Estavas tão bonito, recolhendo meu olhar pela calçada. E eu aqui a te observar com o olhar que me sobrou. Recolhias meu glóbulo que agora nem sei se ainda é olhar, fora do meu rosto. Minha orelha que pende no meio-fio é ouvir? E essa mão minha na mão tua que tiras do asfalto, como se me tirasse para dançar? Pena que é só ela que vai, já que meu braço foi descansar lá do outro lado no momento em que o carro me partiu em duas, três, quatro, tantas. Mas agora sou apenas uma, um olho só, uma cabeça só a te mirar tão lindo. O que sentes neste exato momento em que seguras firme uma das minhas coxas? Percebes minhas horas de academia, meus anos de balé?
Tem nome essa tua profissão de recolher meus pedaços, meu sangue do chão? E importam nomes agora que encontrei um homem capaz de tocar cada pequeno canto de mim? Olha, que lindo, tu reparas, eu era feita de mínimos detalhes, notas o mindinho do meu pé esquerdo que, não imagino como, se desgarrou, foi para longe dos quatro irmãos, que devem estar ainda com o pé (com a perna) em algum lugar que este único olho que me resta não consegue alcançar.

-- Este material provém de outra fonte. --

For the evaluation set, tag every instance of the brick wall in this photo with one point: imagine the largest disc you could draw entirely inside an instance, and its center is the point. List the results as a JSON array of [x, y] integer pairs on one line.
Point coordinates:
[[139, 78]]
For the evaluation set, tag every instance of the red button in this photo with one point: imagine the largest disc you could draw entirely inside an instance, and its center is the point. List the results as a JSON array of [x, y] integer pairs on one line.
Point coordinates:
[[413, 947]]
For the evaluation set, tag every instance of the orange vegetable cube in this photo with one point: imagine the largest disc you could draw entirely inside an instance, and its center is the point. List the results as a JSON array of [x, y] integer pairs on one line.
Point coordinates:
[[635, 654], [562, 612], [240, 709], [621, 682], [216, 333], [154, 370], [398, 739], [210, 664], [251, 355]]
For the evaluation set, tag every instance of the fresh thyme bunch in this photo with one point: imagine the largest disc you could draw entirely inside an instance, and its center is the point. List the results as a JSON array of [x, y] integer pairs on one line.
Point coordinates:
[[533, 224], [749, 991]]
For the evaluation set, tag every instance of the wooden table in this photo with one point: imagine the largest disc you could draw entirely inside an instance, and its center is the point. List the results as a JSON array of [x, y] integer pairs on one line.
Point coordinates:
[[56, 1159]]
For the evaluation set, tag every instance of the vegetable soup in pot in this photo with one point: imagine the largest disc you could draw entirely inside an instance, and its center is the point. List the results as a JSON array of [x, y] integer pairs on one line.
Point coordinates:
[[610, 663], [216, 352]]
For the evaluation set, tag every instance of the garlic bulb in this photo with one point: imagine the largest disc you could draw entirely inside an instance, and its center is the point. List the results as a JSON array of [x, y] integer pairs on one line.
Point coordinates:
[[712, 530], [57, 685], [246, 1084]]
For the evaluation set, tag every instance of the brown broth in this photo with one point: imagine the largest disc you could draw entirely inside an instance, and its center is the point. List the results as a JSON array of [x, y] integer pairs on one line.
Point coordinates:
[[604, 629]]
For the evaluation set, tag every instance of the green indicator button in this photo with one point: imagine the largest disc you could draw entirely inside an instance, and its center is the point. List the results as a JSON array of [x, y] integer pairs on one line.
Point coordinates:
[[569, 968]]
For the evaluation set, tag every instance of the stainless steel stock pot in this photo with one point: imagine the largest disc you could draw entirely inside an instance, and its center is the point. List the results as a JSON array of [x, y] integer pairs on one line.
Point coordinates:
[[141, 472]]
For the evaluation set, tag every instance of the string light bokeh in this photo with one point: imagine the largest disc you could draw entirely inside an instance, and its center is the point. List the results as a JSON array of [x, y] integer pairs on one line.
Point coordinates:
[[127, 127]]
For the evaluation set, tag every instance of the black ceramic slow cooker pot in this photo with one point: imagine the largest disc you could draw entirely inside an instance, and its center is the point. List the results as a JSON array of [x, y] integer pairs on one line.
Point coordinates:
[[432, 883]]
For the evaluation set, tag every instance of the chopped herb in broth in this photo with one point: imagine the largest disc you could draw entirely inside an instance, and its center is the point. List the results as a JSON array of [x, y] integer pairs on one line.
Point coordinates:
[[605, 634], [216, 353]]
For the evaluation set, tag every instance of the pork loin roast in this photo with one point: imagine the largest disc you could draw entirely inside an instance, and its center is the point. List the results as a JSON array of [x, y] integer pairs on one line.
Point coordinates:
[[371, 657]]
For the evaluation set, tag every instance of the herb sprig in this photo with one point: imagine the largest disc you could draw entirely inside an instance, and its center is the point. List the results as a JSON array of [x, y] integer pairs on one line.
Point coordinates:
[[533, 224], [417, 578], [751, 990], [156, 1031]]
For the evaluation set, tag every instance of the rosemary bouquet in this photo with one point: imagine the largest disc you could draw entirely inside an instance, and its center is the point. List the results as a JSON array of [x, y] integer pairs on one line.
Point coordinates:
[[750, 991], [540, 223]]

Quem me dera ter sido forte e resistir ao impacto do pára-choques, do capô, dos estilhaços, quem me dera ter caído inteira no asfalto, para depois ter caído inteira nos teus braços. Mas, fosse assim, tu virias me recolher? Ou seria um enfermeiro, cuidando para que eu sobrevivesse?
Isso sim seria a morte, não descobrir que algum homem, alguma vez na vida, poderia recolher meu tronco com o zelo, com o carinho e com a firmeza com que pegas esta parte de mim. Veja, lindo, teu olhar agora encontra este meu. Vens por ele ou pela cabeça, ou, devaneio, por isso tudo que sinto? Sinto onde se meu coração já está naquele saco preto? Mas sinto, sinto, sinto em algum lugar dessa sobra de mim que agora sou, sinto que esse homem que recolhe minha cabeça da calçada como se fosse me dar um beijo é o homem da minha vida, mesmo que nessa hora derradeira, em que me dela me despeço.
Estás tão bonito aí fora, lançando minha cabeça aqui no saco preto.